Ghana: A Nation of Tax Thieves?

18-03-2022

Ghana: A Nation of Tax Thieves?

The recent debate over the proposed e-levy tax has put the spotlight very intensely on the subject of taxpaying attitudes in Ghana.

Ghanaian politicians regularly chastise their fellow citizens for being entitled windbags who complain constantly about every minute failing of the government in providing services and amenities. Lamentably, in the view of the politicians, these same Ghanaians slink down their holes when asked to pay their fair share of tax for the government to obtain the resources needed to meet all their noisy demands.

One former Minister is categorical: Ghanaians just don’t like paying taxes. An activist of the ruling party implicates “dirty politicking” in this attitude of rampant tax dislike and evasion. According to the country’s serving Finance Minister, only 8.2% of working Ghanaians pay tax.

As far as some politicians would have it, a vast proportion of the population is literally made up of “tax thieves” blatantly stealing from the state that which morally and legally belongs to it.

Yet many Ghanaians disagree with the politicians about this alleged aversion to tax.

72% of the country’s residents tell AfroBarometer (2019) that they will gladly pay more tax to support the government to deliver on its mandate.

Ghanaians express a far greater willingness to back Government’s tax-levying power than citizens of most other African countries according to AfroBarometer surveys. Even if 10 years of watching politicians pour money down the drain has dampened that enthusiasm a bit (from 90% down to 79%).

Of course, there is no country on Earth where more vigilance and diligence in tax collection would not yield more government revenue.

Even in fabulously high-solidarity and egalitarian Scandinavia, Matthew Yglesias estimates that the top 1% of income earners (i.e. rich people) evade 30% of true tax due.

Every government therefore can be expected to try to do more to prevent tax evasion and to minimise unethical tax avoidance. Where we have a problem is when attempts are made to suggest that the situation in Ghana with regard to taxation is particularly dire because Ghanaians are exceptionally unscrupulous and anti-tax. I disagree simply for the reason that the data simply doesn’t support the claims.

Seriously the Finance Minister ought to fire some of his research assistants. Throughout this e-levy debate, they have failed to furnish him with sound data and advice. The claim, made in the international press no less, that only 8.2% of working Ghanaians pay tax is extremely distressing. There is no grounding in fact for this belief.

According to the Ghana Revenue Authority, which reports to the Finance Ministry, 6.6 million Ghanaians file taxes. Based on the provisional results of the latest census in Ghana (2020, postponed to 2021), the true labour force (economically active citizens) of Ghana is just a little under ten million. Thus, depending on whom you believe, the number of tax paying individuals is either a high of 57% of the population (not adjusting for the “economically active but currently unemployed” to allow for easier subsequent comparisons across countries), according to the Tax Authorities. Even if we were to use the Finance Ministry’s own curious compliance data, the resulting figure would be 20.5%. Not 8.2%.

The Finance Ministry does have a point, however, when it complains that the amount of money made in the economy that goes to the government (approximated by the metric known as “tax revenue/GDP”) is smaller than in more developed countries around the world. I have addressed that issue more fully here.

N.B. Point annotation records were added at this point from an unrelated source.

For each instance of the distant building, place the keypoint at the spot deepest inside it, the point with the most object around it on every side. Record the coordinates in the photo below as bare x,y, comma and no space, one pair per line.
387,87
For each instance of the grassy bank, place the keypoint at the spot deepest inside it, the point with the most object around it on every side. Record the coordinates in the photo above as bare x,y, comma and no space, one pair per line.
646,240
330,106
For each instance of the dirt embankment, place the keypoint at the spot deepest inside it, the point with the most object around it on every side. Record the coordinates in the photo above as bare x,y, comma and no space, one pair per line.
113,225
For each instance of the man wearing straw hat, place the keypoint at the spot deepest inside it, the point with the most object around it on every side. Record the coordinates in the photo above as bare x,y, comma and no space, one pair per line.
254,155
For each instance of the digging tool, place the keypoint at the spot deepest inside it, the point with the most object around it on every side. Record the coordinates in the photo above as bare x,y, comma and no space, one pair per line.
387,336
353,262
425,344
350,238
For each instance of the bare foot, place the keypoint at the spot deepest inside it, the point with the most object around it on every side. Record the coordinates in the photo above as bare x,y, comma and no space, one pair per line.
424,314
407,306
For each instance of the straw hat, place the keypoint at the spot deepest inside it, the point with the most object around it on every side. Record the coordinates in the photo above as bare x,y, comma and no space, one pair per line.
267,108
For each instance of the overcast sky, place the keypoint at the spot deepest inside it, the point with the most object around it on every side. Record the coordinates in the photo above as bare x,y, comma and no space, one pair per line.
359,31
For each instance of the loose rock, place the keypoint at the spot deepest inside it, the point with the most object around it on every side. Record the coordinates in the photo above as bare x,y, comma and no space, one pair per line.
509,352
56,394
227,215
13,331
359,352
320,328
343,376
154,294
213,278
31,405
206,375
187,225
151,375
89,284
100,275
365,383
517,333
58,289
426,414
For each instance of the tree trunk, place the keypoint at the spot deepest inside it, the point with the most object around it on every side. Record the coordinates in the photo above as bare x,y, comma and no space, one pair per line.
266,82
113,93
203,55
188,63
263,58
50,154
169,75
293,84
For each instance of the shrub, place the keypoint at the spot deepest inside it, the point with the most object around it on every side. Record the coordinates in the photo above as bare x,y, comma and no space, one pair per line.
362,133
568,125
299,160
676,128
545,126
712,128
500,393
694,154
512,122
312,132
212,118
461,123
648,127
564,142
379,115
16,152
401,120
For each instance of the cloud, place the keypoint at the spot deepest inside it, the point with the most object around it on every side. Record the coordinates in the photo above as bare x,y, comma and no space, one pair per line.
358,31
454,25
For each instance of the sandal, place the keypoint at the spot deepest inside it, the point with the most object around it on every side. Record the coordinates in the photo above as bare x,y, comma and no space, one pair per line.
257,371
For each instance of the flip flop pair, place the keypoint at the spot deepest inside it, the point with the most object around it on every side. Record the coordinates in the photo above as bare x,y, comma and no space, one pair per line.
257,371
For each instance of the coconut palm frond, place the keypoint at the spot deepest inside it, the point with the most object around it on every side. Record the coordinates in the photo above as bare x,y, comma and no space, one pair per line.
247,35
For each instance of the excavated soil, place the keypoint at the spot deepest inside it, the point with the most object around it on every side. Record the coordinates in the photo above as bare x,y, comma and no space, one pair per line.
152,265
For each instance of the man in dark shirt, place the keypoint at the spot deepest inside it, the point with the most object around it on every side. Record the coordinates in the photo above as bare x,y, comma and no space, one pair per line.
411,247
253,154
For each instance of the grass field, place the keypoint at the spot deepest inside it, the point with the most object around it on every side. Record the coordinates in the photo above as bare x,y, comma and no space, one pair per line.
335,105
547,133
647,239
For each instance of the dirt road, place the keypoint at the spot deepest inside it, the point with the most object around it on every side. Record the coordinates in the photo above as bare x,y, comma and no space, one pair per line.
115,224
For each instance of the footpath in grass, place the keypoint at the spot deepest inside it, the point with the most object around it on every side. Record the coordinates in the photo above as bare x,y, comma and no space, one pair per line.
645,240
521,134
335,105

There are many caveats to bear in mind when comparing how much other governments are able to squeeze out of their economy, compared to Ghana’s, however.

First, the historical evidence does not suggest that the government is able to squeeze more out of the economy when Ghanaians suddenly become upright and scrupulous in between epochs in history. It suggests, rather, that how much government takes in taxes reflects shifts in the relation between the state and business.

In the 1960s when the state run large parts of the economy, and the private sector was young, it was natural for the citizens to pay less tax. As Ghana liberalised, and private sector activity grew, more tax was paid. Then the Acheampong government came in and nationalised large swathes of the economy (for example, the government took 55% in major mines and factories hitherto majority owned by the private sector). State-control took the tax-to-GDP ratio to its lowest in 1981 – 1982, in the heat of the last attempt at a socialist revolution. Tax to GDP continued to climb as the emphasis shifted to private sector empowerment, until the discovery of Eurobonds in 2007, the onset of oil production in 2010, and the start of the gold and cocoa bull super-cycle (in both price and production terms) that is still underway.